= Atsushi Wada =

Japanese animator

Atsushi Wada (和田淳, Wada Atsushi, born 1980) is a Japanese independent animator. Born in Hyōgo Prefecture, Japan, he is best known for the short film The Great Rabbit (2012), which won the Silver Bear (Jury Prize) for short films at the 62nd Berlin International Film Festival, and for directing the anime short series Ikimono-san (2023).

== Biography ==
Wada was born in 1980 in Hyōgo Prefecture. He began making animated films independently around 2002. He studied at Osaka Kyoiku University and the Japan Institute of the Moving Image, before entering the first cohort of the Animation course at the Graduate School of Film and New Media, Tokyo University of the Arts, from which he later graduated.

His 2010 graduation film, In a Pig's Eye (Wakaranai Buta), won the Excellence Award in the Animation Division at the Japan Media Arts Festival and the Best Film award at the Fantoche International Animation Film Festival. His following short, The Mechanism of Spring (Haru no Shikumi, 2010), premiered at the Venice Film Festival.

In 2012, Wada directed The Great Rabbit, a French-Japanese co-production between Sacrebleu Productions, CaRTe bLaNChe, and Wada himself. The film won the Silver Bear Jury Prize in the International Short Film competition at the 62nd Berlin International Film Festival.

In 2017, Wada contributed the segment "Fall" to the Four Seasons Animation Concert, a project supervised by Kōji Yamamura in which four international animators each created a short film inspired by a movement of Antonio Vivaldi's The Four Seasons; the resulting film, released as Autumn, from Vivaldi's The Four Seasons, won the Japan Grand Prix at the New Chitose Airport International Animation Festival.

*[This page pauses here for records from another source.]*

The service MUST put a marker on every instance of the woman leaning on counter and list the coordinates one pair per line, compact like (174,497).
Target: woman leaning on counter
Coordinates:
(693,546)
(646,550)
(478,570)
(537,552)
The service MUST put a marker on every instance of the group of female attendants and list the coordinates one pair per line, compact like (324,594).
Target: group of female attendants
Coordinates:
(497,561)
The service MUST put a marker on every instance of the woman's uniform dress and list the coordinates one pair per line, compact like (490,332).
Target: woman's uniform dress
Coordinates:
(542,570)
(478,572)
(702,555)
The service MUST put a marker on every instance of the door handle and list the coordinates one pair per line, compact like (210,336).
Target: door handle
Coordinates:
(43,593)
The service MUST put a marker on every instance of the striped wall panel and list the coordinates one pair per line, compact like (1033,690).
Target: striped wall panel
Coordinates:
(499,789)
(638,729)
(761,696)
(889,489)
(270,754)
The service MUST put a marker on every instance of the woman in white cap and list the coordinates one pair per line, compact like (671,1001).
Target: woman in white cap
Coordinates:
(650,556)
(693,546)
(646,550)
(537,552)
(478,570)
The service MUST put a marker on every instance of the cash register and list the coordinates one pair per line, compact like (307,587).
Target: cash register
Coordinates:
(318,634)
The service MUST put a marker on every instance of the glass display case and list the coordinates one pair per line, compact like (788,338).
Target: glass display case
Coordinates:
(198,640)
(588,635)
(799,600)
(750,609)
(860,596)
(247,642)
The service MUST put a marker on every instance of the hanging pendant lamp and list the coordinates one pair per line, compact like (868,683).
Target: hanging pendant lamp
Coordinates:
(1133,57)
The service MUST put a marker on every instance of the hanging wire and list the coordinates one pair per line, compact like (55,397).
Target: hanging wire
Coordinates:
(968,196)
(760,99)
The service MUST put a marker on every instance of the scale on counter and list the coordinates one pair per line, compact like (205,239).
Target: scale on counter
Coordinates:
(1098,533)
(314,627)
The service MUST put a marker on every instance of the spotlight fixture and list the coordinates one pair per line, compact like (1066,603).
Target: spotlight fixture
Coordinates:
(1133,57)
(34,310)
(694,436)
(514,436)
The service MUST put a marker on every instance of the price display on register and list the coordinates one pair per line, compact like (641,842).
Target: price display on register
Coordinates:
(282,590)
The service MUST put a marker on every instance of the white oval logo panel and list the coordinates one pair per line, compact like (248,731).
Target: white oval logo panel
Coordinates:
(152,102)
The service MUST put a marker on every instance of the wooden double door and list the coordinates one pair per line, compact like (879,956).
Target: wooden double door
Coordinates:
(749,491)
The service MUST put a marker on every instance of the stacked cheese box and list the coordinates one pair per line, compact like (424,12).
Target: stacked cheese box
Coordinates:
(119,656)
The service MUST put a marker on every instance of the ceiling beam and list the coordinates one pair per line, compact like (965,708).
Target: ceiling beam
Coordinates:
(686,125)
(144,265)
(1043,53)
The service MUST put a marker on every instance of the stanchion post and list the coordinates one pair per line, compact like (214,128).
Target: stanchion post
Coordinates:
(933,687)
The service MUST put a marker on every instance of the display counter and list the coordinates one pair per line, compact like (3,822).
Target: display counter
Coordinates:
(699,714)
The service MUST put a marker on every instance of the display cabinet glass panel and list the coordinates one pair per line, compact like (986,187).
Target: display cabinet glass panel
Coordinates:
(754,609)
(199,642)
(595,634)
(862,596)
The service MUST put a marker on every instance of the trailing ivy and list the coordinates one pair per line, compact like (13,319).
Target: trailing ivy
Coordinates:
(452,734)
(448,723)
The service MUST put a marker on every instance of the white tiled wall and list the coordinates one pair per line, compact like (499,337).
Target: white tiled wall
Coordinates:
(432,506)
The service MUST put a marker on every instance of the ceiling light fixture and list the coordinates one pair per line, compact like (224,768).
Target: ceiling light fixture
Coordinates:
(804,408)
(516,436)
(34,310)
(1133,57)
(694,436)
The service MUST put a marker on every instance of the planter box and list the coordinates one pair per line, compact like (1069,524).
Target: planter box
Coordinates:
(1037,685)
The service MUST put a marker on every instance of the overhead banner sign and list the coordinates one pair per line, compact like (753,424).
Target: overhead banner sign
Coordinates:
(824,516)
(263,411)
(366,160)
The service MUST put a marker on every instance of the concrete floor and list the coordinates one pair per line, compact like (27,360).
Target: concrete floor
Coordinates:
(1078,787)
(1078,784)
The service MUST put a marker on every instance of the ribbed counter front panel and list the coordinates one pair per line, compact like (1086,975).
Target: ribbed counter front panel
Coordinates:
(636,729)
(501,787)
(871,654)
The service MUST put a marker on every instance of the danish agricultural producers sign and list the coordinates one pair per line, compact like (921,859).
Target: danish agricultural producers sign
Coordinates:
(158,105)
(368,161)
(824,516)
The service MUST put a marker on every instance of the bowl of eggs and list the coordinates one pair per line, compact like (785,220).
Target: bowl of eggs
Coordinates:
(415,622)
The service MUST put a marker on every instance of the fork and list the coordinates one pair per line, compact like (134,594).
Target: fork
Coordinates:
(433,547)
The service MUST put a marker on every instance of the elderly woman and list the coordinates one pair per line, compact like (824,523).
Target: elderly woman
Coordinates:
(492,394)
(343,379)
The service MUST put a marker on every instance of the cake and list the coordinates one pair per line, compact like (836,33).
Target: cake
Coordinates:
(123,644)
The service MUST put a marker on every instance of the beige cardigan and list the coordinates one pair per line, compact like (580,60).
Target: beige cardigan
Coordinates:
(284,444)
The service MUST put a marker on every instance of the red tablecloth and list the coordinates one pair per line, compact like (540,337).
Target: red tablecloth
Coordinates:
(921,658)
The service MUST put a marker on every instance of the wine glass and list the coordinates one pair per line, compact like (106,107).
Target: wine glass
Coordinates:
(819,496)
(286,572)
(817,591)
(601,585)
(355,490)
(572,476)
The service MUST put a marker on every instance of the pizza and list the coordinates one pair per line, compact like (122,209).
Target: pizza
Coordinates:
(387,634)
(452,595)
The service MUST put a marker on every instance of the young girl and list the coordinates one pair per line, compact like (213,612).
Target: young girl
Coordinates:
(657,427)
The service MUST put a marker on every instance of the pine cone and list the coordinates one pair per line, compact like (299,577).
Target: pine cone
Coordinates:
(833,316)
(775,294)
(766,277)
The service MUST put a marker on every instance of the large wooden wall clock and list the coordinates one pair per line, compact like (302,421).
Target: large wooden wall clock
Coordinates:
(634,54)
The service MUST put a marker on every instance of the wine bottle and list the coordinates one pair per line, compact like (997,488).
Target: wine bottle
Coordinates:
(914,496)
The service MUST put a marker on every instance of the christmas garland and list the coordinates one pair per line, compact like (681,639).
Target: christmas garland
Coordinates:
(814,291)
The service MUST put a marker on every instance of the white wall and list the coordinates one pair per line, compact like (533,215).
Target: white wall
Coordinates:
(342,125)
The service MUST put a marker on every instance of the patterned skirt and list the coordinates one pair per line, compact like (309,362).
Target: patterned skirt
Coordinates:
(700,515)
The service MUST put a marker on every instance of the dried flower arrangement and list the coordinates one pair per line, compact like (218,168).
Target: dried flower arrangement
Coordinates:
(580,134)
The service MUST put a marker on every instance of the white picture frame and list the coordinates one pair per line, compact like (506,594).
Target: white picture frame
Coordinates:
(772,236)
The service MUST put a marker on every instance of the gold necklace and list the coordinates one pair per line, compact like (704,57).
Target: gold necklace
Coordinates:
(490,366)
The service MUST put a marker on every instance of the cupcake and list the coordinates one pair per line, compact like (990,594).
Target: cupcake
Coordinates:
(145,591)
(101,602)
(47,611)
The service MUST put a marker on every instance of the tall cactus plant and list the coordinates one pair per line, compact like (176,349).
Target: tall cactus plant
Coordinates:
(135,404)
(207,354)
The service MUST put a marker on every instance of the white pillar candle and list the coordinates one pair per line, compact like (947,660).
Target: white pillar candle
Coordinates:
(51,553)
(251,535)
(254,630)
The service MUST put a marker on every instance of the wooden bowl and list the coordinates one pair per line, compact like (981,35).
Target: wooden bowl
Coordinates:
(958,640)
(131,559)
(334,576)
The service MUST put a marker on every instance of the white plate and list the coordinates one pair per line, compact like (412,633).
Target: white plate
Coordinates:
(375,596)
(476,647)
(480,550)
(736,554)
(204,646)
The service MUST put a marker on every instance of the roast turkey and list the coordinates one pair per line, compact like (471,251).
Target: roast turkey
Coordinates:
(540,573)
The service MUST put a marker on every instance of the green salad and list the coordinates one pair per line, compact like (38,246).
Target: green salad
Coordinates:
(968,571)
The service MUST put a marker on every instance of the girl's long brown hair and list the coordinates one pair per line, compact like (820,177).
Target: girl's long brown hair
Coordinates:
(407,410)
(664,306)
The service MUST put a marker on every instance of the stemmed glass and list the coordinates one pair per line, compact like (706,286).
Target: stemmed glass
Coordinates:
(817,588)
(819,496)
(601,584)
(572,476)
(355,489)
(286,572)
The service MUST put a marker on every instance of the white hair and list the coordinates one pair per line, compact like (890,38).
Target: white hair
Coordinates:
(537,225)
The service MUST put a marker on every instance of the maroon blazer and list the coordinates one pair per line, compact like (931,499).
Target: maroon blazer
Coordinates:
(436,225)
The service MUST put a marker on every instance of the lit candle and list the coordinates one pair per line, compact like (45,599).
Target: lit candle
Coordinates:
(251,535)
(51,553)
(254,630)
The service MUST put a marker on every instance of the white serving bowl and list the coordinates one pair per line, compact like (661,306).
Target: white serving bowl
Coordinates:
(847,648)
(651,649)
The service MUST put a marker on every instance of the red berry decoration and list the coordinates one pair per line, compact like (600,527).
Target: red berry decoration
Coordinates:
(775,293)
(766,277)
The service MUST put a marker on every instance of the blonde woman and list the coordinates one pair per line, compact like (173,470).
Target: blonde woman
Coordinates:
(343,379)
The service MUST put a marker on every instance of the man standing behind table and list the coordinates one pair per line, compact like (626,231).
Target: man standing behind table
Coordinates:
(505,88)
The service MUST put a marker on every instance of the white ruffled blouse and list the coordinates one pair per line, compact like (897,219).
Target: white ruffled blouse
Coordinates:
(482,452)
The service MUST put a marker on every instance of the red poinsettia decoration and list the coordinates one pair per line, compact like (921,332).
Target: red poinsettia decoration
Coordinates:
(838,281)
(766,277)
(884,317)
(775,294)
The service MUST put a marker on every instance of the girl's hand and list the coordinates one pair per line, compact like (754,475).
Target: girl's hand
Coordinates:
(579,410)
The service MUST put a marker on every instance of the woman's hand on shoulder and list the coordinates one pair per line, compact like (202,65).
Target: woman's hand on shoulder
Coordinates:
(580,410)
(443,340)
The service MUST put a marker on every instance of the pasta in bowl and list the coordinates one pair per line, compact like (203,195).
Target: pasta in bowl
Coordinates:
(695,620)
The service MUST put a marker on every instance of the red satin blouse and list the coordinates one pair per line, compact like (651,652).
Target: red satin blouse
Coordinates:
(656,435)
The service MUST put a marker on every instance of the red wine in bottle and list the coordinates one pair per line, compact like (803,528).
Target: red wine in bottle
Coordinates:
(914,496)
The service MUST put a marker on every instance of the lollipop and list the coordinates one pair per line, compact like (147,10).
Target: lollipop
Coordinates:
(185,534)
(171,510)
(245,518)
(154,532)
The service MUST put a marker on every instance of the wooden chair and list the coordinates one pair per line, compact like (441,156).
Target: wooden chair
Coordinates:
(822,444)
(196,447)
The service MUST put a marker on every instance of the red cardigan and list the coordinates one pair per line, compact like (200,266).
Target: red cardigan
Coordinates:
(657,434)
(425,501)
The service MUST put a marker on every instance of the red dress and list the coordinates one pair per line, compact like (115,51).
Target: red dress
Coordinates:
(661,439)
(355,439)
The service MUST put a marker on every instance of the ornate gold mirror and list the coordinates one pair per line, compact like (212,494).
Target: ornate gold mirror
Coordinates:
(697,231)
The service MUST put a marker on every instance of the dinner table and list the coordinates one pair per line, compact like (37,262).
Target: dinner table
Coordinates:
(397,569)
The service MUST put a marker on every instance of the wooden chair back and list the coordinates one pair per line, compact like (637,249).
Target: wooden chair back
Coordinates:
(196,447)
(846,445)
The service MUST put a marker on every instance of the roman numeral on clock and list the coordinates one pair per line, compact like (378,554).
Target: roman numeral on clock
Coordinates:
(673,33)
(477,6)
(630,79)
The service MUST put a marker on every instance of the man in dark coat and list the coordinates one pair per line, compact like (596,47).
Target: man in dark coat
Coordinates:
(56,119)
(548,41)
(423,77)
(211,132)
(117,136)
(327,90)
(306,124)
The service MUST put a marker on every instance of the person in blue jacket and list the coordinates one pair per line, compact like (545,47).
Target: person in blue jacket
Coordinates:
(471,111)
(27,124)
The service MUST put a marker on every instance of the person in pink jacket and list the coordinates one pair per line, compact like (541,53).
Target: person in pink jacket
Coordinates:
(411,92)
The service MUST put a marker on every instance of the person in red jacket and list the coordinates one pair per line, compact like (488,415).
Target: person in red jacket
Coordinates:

His 2022 short film Bird in the Peninsula, a French-Japanese co-production with Miyu Productions and New Deer, premiered at the 72nd Berlin International Film Festival, where it received a special mention from the International Short Film Jury. The film went on to win the Grand Prize for Short Animation at the 46th Ottawa International Animation Festival later that year. In 2023, Wada directed Ikimono-san, a series of 90-second anime shorts produced by New Deer and distributed by Toei Animation, which competed in the Grand Competition Short Film category at Animafest Zagreb. The series earned Wada the Newcomer Award in the Media Arts category at the 2024 Agency for Cultural Affairs' Media Arts Awards.

== Style ==
Wada's films are characterized by understated, muted pencil-line drawings, and a focus on the traditional Japanese concept of "ma" (間, pause/interval) and the quality of movement.

== Filmography ==
- Day of Nose (鼻の日, Hanabi no Hi, 2005) — Won the Grand Prize at the Norwich International Animation Festival.
- Well, That's Glasses (そういう眼鏡, Sōiu Megane, 2007) — Won the Best Young Jury Prize at the Rio de Janeiro International Short Film Festival.
- In a Pig's Eye (わからないブタ, Wakaranai Buta, 2010) — Won the Excellence Award in the Animation Division at the Japan Media Arts Festival and the Best Film award at the Fantoche International Animation Film Festival.
- The Mechanism of Spring (春のしくみ, Haru no Shikumi, 2010) — Premiered at the Venice Film Festival.
- The Great Rabbit (グレートラビット, Gurēto Rabitto, 2012) — Won the Silver Bear Jury Prize at the 62nd Berlin International Film Festival.
- Anomalies (2013)
- Autumn, from Vivaldi's The Four Seasons (秋 アントニオ・ヴィヴァルディ「四季」より, Aki: Antonio Vivaldi "Shiki" yori, 2017) — Won the Japan Grand Prix at the New Chitose Airport International Animation Festival.
- Bird in the Peninsula (2022) — Received a special mention from the International Short Film Jury at the 72nd Berlin International Film Festival and won the Grand Prize for Short Animation at the 46th Ottawa International Animation Festival.
- Ikimono-san (2023, TV/web anime short series) — Won the Newcomer Award in the Media Arts category at the 2024 Agency for Cultural Affairs' Media Arts Awards.